Thilo Huble erklärt, man habe keine Basis gefunden, um die Veranstaltung „so attraktiv zu gestalten, dass eine entsprechende Akzeptanz da ist“, so Huble. Das Risiko sei zu groß gewesen, einen unverhältnismäßigen Kostenrahmen zu stemmen, ohne zu wissen, wieviele Leute kommen. Das habe sich schon bei einer aktualisierten Kalkulation in der letztjährigen Vorbereitung angedeutet. „Wenn man nur ein paar Buden aufstellt, hat das keinen Sinn. Man braucht eine Attraktion drumherum, um das gegenzufinanzieren. Eine Eisbahn, eine Biathlonstrecke oder ähnliches“, sagt Huble. Für solche Attraktionen müsse man mit einem „hohen fünfstelligen, eher sechsstelligen“ Betrag rechnen. Sein Fazit: „Im Moment sehe ich keine Realisierungsmöglichkeit“.

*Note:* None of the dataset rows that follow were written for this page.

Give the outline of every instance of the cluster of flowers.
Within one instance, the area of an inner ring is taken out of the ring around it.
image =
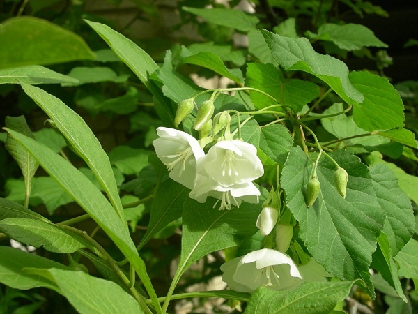
[[[254,145],[221,140],[205,154],[199,142],[185,132],[160,127],[157,134],[160,137],[153,142],[157,156],[170,178],[192,190],[191,198],[201,203],[208,196],[217,198],[219,209],[239,207],[242,200],[258,202],[260,191],[252,181],[264,170]]]
[[[253,180],[261,177],[264,170],[254,145],[224,140],[205,154],[199,142],[185,132],[160,127],[157,133],[160,137],[153,142],[157,156],[173,180],[192,190],[191,198],[203,203],[208,196],[213,197],[218,199],[214,207],[221,202],[219,209],[239,207],[242,201],[258,202],[260,191]],[[274,190],[270,195],[276,195]],[[293,227],[277,224],[279,203],[275,200],[268,203],[272,207],[263,206],[256,222],[263,236],[275,230],[277,249],[257,250],[222,264],[222,280],[231,289],[242,292],[252,292],[259,286],[288,290],[304,281],[326,281],[330,276],[314,259],[297,266],[285,253]]]

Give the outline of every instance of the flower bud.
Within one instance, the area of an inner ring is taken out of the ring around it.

Dieses Jahr war die „Winterwelt“ vom13. Januar bis 28. Februar auf dem Herzogplatz angedacht. Die Veranstaltung mit Almhüttengaudi und Eisbahnspaß hätte die Innenstadt vor dem Hintergrund boomenden Onlinehandels und der eher unattraktiveren Winterzeit beleben und zusätzlichen Erlebnischarakter schaffen sollen. Auf der Eislaufbahn waren etwa Eisstockschieß-Veranstaltungen für Gruppen, Eiskunstlaufvorführungen, Open-Air-Eis-Disco oder eine entsprechende Faschingsparty angedacht. In den Hütten sollte es etwa regelmäßige Après-Ski-Partys geben. Das finanzielle Risiko hätte der Veranstalter getragen, analog den jüngsten Open-Air-Konzerten wie von Andreas Bourani. Die Stadt hätte etwa bei der Sponsorengewinnung geholfen, so Kulturamtschef Huble.